その結果として、鹿ネットの見回り業務といった維持管理が効率化します。自動運転技術の場面では、LiDARで検出可能な特殊な塗料が開発されていると聞きます。例えば、その塗料を鹿ネット等施設にも応用すれば、ドローンでの点検・見守りはより精度を増すかもしれません。ワイヤー入りのネットなどは、自然界には存在しない、いわば産業廃棄物となる物です。時間の経過とともに忘れ去っていい代物なのでしょうか。
(5)これらのデジタルデータに基づき実際の植え付けを行いましょう。その際、植え付け箇所の位置情報をデジタル上でプロットできるアプリとデバイスを開発し、そのデバイスを使って植え付け作業時に位置情報を登録しましょう。

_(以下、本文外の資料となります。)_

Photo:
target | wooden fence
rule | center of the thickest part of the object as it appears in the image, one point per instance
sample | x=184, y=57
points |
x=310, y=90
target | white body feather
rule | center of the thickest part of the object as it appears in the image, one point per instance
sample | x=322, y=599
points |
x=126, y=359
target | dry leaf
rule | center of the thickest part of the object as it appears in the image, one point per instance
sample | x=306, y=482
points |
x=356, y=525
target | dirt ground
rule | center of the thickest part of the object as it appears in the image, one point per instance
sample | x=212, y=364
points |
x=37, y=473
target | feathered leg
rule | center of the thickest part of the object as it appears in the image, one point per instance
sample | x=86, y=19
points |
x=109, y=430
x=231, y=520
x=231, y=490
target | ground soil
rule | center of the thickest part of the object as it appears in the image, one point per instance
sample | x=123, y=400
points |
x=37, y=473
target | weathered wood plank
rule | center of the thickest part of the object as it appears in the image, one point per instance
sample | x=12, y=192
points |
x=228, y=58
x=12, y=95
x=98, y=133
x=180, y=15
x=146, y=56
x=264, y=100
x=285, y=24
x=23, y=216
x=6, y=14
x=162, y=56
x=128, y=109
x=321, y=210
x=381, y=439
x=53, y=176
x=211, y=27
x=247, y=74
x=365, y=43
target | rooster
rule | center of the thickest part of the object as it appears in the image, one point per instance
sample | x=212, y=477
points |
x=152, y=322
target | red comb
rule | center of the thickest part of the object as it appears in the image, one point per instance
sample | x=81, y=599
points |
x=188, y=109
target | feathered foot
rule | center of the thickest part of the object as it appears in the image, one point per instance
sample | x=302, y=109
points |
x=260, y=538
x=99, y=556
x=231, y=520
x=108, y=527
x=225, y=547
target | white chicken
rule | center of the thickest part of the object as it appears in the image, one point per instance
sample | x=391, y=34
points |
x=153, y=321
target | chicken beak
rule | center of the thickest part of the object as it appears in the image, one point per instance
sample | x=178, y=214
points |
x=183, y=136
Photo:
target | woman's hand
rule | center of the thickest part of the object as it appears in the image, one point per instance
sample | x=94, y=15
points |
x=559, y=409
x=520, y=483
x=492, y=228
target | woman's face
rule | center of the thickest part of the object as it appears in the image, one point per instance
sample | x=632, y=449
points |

登録することで作業者の熟練度や労務管理が可能となります。例えば、日本独自の宇宙インフラである準天頂衛星「みちびき」がもたらすセンチメートル級の測位技術とデバイスの小型化は新しい価値を産みはじめています。スマートウォッチ(位置登録デバイス)で植え付け箇所を登録するアウトプットとして、1本あたり○○円日当上乗せなどが実現すれば、作業者の所得向上とモチベーションアップにも寄与します。
(6)計画と施業のデジタル情報を抱え込まず、場面場面で共有する仕組みを作りましょう。
デジタル情報は広くシェアすることで新しい価値を生みます。世代と空間を超えて活用していく基盤と参加の枠組みづくりはG空間情報センターのように既に広がりはじめています。
以上の取り組みによってどのような効果をもたらすことができるのか、次回はそれをまとめてみます。
☆まとめ 「塾頭の一言」 酒井秀夫
椎葉さん、はじめまして。
合同会社木人舎(こびとや)のホームページを拝見させていただきました。椎葉さんは熊本県球磨地方の森林に囲まれて生まれ育ち、人吉市役所のいろいろな部署を勤務され、内閣官房地域活性化統合事務局に派遣されたりもしておられます。2020年(令和2年)7月の球磨川流域を襲った豪雨災害では、被災者の住宅支援や復興まちづくりに従事されました。2022年(令和4年)3月末に残りの人生を森林や林業を将来世代に繋いでいくために退職されました。高校時代から故郷を離れて外の社会も見てこられたご経験も踏まえて、これからの林業をどう考えておられるのか、貴重な提言になるのではと思います。
前回のブログでは、皆伐推進者ではないけれども、低コスト造林も当然目指すべきであるとして、再造林デジタル化を提唱しておられます。若い人が再造林や保育に共感を持てるようにするためにも、予めデジタル上でシミュレーションを実施し、地形データと植栽予定位置情報によって、苗の数を精査し、鹿ネット等の計画や設置後の効率的な維持管理も可能となるようにしようとしておられます。労働負荷の軽減や怪我・事故の未然防止にもつながり、大幅な作業効率化と省力化が見込まれます。
今はどこも熟練の方がリタイアを迎える時期にあると思いますが、一方で林業大学校などの卒業生が輩出されはじめ、若い人の人生の価値観も変わりはじめています。森林資源とともに人材も変わり目にあると思います。世代間のバトンタッチにとって、デジタル情報は新しい価値を生んでいくことになると思います。再造林のデジタル化を嚆矢に、今まで想像もしていなかったような、革命的な価値が林業に生まれそうです。